San Francisco leaders are teeing up a local ordinance that would let cannabis cafes operate in the city, regulated lounges where people could consume cannabis, buy prepared food and attend ticketed performances. City officials plan to roll out the measure on Monday, with the goal of letting licensed retailers serve non-cannabis food and nonalcoholic drinks inside designated consumption areas while still enforcing workplace and ventilation safeguards. Supporters say the rules are meant to help legal businesses compete with the illicit market without undoing smoke-free protections. If adopted, the ordinance would make San Francisco one of the larger California cities to spell out how cannabis hospitality works on the ground.

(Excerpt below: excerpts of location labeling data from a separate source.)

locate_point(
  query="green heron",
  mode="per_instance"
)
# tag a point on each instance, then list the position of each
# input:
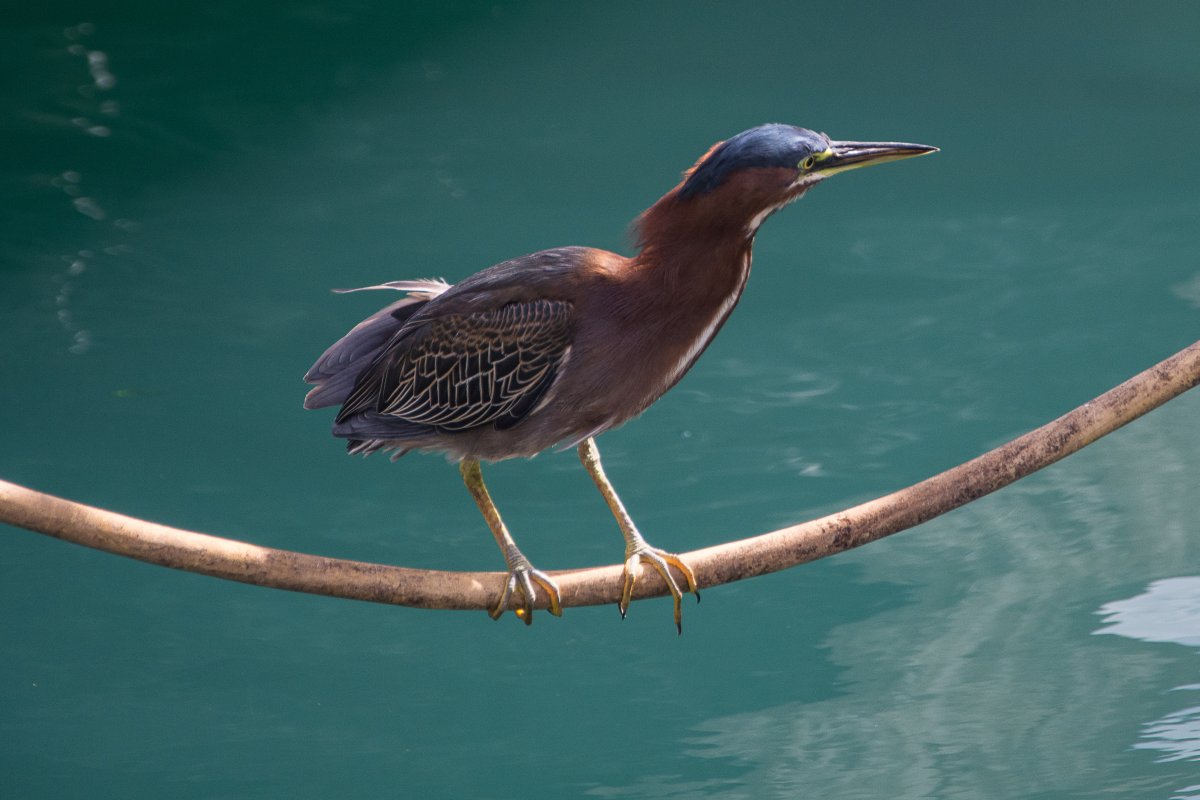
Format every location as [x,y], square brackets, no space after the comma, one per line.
[557,347]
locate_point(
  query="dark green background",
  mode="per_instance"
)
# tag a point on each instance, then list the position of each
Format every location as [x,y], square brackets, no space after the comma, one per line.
[166,247]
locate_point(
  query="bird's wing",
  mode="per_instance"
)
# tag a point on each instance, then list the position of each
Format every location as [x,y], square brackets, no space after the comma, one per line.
[460,371]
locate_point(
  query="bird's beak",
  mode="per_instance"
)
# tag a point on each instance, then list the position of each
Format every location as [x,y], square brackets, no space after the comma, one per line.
[851,155]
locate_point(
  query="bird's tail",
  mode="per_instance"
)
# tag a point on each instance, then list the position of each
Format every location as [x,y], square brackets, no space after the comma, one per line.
[337,370]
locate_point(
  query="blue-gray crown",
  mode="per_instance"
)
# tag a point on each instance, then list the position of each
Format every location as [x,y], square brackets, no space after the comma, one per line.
[767,145]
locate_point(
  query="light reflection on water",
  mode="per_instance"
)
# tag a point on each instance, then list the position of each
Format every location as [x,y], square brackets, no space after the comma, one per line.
[189,202]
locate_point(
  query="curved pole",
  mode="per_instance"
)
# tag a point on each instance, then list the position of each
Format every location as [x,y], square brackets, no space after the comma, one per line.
[747,558]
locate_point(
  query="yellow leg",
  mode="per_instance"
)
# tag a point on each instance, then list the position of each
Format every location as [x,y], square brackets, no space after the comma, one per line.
[636,549]
[522,576]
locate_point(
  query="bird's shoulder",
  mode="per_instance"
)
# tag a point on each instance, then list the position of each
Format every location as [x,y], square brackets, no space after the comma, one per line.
[558,274]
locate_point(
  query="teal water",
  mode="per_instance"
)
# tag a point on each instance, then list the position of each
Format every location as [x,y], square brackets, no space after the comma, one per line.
[185,186]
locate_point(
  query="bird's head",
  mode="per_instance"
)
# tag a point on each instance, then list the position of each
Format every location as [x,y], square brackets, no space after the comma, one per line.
[744,179]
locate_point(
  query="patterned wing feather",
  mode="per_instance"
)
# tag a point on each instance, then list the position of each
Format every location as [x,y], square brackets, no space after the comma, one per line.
[462,371]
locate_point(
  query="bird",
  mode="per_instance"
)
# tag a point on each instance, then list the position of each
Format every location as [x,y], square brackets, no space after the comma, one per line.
[551,349]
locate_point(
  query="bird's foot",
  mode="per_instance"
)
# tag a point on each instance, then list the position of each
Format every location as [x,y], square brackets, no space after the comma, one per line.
[525,579]
[661,561]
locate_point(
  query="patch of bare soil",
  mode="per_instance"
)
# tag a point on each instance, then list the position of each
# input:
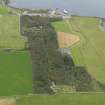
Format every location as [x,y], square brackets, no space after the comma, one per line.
[7,101]
[66,40]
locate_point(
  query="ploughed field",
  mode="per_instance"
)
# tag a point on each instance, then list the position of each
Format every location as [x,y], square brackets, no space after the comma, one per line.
[90,50]
[16,67]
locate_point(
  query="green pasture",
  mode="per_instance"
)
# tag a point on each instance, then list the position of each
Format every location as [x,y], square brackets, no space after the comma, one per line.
[64,99]
[10,33]
[15,73]
[90,51]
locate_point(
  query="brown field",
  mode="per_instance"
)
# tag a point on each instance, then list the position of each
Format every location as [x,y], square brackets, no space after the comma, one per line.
[66,40]
[7,101]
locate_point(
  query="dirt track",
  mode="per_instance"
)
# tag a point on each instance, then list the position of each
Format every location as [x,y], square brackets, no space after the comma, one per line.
[66,40]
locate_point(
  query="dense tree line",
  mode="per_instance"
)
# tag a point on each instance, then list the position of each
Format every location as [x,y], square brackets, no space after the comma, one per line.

According to NBC Bay Area, Assemblymember Matt Haney and Supervisor Rafael Mandelman plan to announce the city-level measure Monday and present local standards that build on state law. The outlet reports the pair have been working with city departments and state officials to craft rules they say balance business opportunity with worker safety, a tricky needle to thread when smoke and indoor workplaces are involved.
State law sets the baseline
California's AB 1775 cleared the way for "Amsterdam-style" cannabis cafes by authorizing local jurisdictions to let licensed retailers prepare and sell non-cannabis food and nonalcoholic beverages and host ticketed live performances. As reported by Eater LA, the law followed a revision of earlier bills, and its key provisions began taking effect in 2025, leaving detailed standards and permitting to cities and counties. That local control means San Francisco can decide its own rules on ventilation, signage and access rather than relying on a one-size-fits-all statewide model.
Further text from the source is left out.